Which is probably about as long as a bottle of household
bleach will retain its potency, which is why you should rotate yours into the
laundry supply and replace the freshest bottle into your designated
purification system every year. But there are varieties of Pool Shock, from
pool supply stores, that would enable you to use your brain and a little
chemistry math to recreate endless batches of household strength bleach from
concentrated chemical, with due diligence. (Warning: The raw powder stuff is
corrosive, and requires careful and proper storage and handling. But the
chemical form lasts years longer than the dilute liquid variety.)
You can perform the same purification miracles with iodine,
or potassium permagnate. The problems are that some people are deathly allergic
to iodine, and potassium permagnate is rather hard to come by. If you have a
source for those chemicals, and no one in your party has issues, there’s
nothing wrong with using them. And with all of the above, your water will
taste…crappy. If at all possible, after
your water’s been safely made pure, put it someplace where it can breathe,
uncapped, and/or pour it back and forth from a couple of very clean containers,
to let some of your chemicals dissipate, and aerate the water, so that it
tastes better. Powdered drink mixes in quantity for sheltering emergencies
wouldn’t be a bad idea either. I’m partial to lemonade, but there are any
number of flavors and varieties, some of which include a decent supply of
electrolyte boosters as well. Just beware of the added sugar content in some.
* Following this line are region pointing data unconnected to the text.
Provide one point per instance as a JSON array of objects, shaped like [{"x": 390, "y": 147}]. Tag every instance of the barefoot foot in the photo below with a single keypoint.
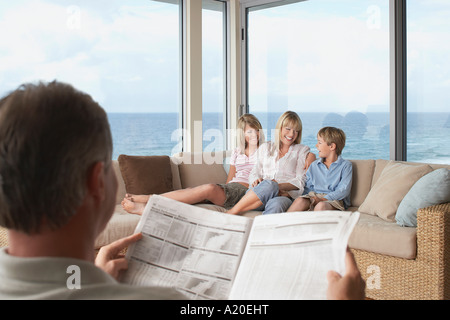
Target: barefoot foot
[{"x": 133, "y": 207}]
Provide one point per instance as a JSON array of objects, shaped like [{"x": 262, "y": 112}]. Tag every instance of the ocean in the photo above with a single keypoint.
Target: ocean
[{"x": 367, "y": 134}]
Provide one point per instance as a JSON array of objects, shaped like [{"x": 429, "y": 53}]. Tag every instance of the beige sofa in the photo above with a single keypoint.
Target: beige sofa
[{"x": 397, "y": 262}]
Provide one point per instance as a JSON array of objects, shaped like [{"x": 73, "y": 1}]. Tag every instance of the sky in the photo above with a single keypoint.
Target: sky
[{"x": 315, "y": 55}]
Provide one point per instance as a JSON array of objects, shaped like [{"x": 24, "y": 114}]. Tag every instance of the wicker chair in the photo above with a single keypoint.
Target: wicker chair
[{"x": 427, "y": 276}]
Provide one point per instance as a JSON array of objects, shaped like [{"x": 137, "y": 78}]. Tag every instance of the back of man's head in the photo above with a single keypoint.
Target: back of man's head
[{"x": 50, "y": 135}]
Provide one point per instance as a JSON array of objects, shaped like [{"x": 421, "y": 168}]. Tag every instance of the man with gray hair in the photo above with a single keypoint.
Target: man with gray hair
[{"x": 57, "y": 193}]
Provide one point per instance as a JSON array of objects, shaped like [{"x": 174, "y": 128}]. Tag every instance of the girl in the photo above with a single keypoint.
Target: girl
[
  {"x": 250, "y": 135},
  {"x": 278, "y": 176}
]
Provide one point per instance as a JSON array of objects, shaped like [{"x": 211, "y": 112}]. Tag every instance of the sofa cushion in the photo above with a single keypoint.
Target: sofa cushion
[
  {"x": 146, "y": 174},
  {"x": 361, "y": 180},
  {"x": 395, "y": 181},
  {"x": 433, "y": 188},
  {"x": 374, "y": 234},
  {"x": 121, "y": 185},
  {"x": 201, "y": 168}
]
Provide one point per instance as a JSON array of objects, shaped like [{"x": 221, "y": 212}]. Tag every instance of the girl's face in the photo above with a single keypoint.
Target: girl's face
[
  {"x": 251, "y": 135},
  {"x": 288, "y": 135}
]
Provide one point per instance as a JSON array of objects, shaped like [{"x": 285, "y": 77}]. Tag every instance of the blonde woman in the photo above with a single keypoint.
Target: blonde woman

Then there’s the Cadillac systems: physical purification by
filtration. Lifeboats and such use reverse osmosis and sunlight to draw the sea
salt out of seawater. Slow, but flawless. You’ll need a lot of seawater,
sunlight, and time, or a number of such units. Several companies, like Katadyn,
make any number of small filters that use ceramic elements to achieve
phenomenal purity, and the filter elements are the size of a water bottle or
small flashlight, and last for something >10,000 liters. The small version
uses a small hand pump. They make an expedition multi-filter size that look
like a large bicycle pump, and turns out gallons instead of liters in a minute
or two. And the Berkey folks make great stainless steel tubs which you simply
fill and walk away from, and over time, the internal filters drip a day or
more’s supply to the lower tank ready to draw off. The only drawback with any
of these is price, usually currently somewhere around $250-350 and up, and the
need, eventually, for replacement filters, because the old ones clog up over
time internally, and spare anything is always good to have.
Lastly, of course, there’s the brute force method, assuming
you have endless loads of fuel, a large
pot, and someone to tend it. One makes pure water the same way nuns make holy
water: you simply boil the hell out of it.
For a person afoot, a small hiker’s filter and a small
bottle of bleach and dropper would provide months of water availability,
assuming one has access to water to purify.
For a base or homestead, a variety of methods of
purification would be prudent, along with provision of rain collection barrels,
springs, ponds, streams, cisterns, etc. and/or a well or three, to get and
store as much of the stuff as you and yours might require. Imagine in your head
that there’s no government to help you and no water company to pump yours, and
start to think up how you and your devices and ingenuity would fill the gap
left by their absence. For planning purposes, you drink and cook with about a
gallon a day. Add sanitation, washing, bathing, and clothes cleaning, and you
need to supply >100 gallons/person/day. Double that for watering crops.
Calculate well, make appropriate provision, and plan prudently, folks.